POPCHOP SHITWAVE - BUTTRESS O'KNEEL

 "Buttress O'Kneel has been chopping up pop since 1998, so, on one level, it seems almost strange that it would take until 2021's PopChop Shitwave release before she officially uses the words in an album title.  Then again, on another level, it's hard to be surprised by Buttress O'Kneel, or at this stage to really find anything she does 'strange'.  Because let's face it, in her 23 years so far, she's chopped, stretched, mashed, randomised, pummelled, breakcored, recycled, remixed, rejiggered, distorted, and broken pop music in so many different ways that really nothing seems off the cards at this point.

So, what does this, the THIRTY-FIFTH release (!) in her infamous 'compop' series, bring us?  Well, there's the usual assortment.  There's mashups - popular folk like Lil Nas X and Doja Cat being squished into each other in all sorts of illegal and inappropriate ways.  There's breakcore - amenbreaks rudely smashed onto fragments of pop music that really doesn't deserve it.   There's disrepectful humour - when poor Trent Reznor is forced to sing "I... shit myself today" on the album opener, or when Korean pop sensation Black Pink find themselves unceremoniously dumped on top of the ubiquitous Youtube background music known as 'Monkeys Spinning Monkeys'.   There's inappropriate death-metal drumming - this time rammed over the unsuspecting erotic pop groove of Doja Cat's 'I Need To Know' (last time we encountered this, it was Enya's new age surprise hit 'Orinoco Flow' that was the target).
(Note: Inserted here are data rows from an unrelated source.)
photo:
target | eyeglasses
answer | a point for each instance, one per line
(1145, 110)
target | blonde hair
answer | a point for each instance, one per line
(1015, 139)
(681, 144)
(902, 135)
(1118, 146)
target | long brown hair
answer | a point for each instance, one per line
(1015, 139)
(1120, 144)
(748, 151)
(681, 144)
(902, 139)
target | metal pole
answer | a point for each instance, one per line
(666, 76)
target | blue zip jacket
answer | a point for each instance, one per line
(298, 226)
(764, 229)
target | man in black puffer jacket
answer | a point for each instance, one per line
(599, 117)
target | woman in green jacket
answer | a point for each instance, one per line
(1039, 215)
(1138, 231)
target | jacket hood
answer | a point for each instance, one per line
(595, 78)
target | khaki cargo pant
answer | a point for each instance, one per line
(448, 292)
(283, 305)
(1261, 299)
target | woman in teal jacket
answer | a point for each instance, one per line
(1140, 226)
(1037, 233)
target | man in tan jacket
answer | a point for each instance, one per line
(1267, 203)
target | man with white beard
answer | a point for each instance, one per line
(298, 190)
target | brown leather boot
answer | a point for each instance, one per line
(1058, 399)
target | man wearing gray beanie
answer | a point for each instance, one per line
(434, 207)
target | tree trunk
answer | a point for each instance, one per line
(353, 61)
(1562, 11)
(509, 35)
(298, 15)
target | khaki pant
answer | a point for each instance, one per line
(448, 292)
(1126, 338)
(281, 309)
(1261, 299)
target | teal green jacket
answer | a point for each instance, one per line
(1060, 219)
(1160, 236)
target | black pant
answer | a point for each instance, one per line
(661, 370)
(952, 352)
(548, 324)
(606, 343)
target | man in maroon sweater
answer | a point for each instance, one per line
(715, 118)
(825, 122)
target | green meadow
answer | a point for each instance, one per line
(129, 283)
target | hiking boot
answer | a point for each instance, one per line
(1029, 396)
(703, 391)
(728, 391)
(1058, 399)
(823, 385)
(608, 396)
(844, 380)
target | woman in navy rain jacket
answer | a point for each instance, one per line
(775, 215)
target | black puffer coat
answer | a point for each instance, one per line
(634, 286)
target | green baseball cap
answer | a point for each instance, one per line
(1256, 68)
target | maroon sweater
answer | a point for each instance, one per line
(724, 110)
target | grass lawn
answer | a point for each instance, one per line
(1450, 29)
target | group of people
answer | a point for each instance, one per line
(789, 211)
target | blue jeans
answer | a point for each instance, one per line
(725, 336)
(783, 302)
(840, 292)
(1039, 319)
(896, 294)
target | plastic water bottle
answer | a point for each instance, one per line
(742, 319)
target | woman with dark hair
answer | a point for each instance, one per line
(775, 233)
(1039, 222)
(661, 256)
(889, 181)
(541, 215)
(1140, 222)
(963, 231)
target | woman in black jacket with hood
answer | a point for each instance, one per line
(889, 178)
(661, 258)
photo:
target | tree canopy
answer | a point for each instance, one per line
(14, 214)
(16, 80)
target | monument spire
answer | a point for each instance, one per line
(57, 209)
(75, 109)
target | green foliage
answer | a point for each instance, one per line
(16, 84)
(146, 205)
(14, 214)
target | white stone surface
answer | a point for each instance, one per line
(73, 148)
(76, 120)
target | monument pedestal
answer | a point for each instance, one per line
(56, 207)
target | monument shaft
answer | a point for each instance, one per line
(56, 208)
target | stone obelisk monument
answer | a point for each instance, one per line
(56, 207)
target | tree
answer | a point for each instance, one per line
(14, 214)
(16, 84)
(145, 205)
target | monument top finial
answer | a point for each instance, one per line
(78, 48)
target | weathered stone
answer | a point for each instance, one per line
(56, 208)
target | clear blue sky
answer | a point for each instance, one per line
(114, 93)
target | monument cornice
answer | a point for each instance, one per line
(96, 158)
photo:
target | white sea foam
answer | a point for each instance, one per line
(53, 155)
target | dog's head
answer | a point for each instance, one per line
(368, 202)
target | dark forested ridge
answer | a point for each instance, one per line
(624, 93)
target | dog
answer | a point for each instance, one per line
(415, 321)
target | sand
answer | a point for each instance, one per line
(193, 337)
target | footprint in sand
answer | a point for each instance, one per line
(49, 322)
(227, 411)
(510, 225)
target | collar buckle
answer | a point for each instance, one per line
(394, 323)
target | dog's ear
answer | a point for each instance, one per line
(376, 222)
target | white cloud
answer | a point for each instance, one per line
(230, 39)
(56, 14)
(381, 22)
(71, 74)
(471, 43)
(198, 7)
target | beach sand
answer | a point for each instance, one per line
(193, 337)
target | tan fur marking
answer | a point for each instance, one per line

There's automation - many pieces on the album are composed (if that's not too strong a word) by shoving raw songs into an Audiomulch set-up she calls the 'PopChopper', and pressing 'go', while other pieces are randomised using an online music tool called the 'BeatMachine', with no human involvement whatsoever. There are also the usual anagrams, references, invented genres and miscellaneous samples that we now expect from her decades-spanning modus operandi.  But there are new tricks too: in particular, the two pieces where she has, through some kind of culture-vandalistic cyber-alchemy, transformed popular singers into backwards pianos.  Why?  Well, why not.

Buttress O'Kneel makes albums that don't need to happen.  There is no hole for instance, no particular void in any imaginary parallel universe, that is shaped like a popular singer sounding like a backwards piano. This release, like the entirety of Buttress' enormous canon, scratches no itch, heals no wound, represents no generation's angst, sums up no generational zeitgeist, stands for nothing but play.

But play, simple play for the sake of play, might be what we need most right now."